Note: The purpose of this section is not to bemoan “bias” in the drive-by media, which would imply that we consider anti-Catholicism to be something about which one could be even-handed; it is, rather, to highlight the fact that the most well-funded news publications in contemporary Britain are in the hands of Secularists (with sometimes nominal theism) who should have the honesty to admit as much in their titles. We suggest the following renaming of them: The Secularist Guardian, The Secularist Times, The Daily Secularist Telegraph and The Independent Secularist.

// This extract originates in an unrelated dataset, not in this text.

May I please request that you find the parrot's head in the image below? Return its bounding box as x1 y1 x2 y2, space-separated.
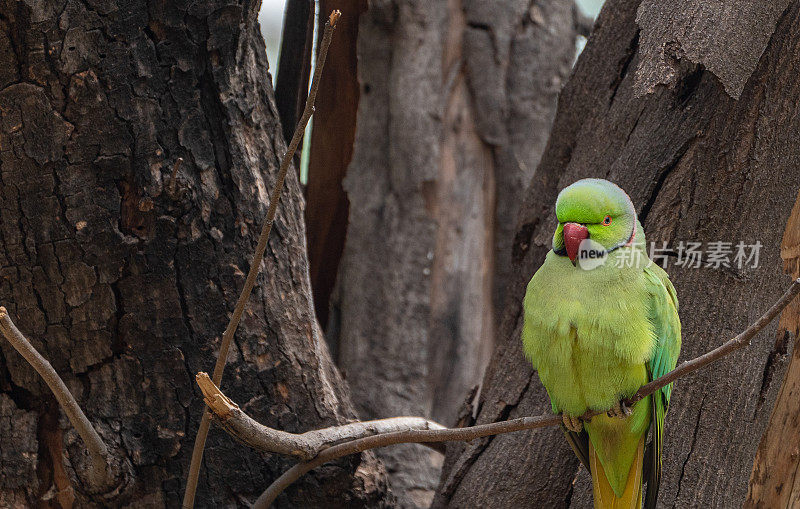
553 179 636 264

Some newspapers seem content merely that those hostile to religion should have the last word. For recent examples, see The Guardian and the The Daily Telegraph (27/9/05). These last words on religious schooling should be compared with those of the Nazi Reich Minister for Church Affairs, Hans Kerrl. Another attempt to portray the enforcement of anti-theism in schools as “inclusiveness” appears in The Independent for 26/1/06 (“Evidence against 'choice' of schools”, Letters). (An illustration of how such inclusiveness would work out in practice is provided in The Times of 25/1/06.) See also a recent letter in The Independent on “faith hospitals” (24/11/05). Leaving aside, if it were possible, the merciless references to child killing, the newspaper failed to publish any response to this letter pointing out, for example, that “a 'welfare church' . . . existed long before the welfare state” and that the “destruction of this welfare church [by Henry VIII] . . . led to the creation of the welfare state”1.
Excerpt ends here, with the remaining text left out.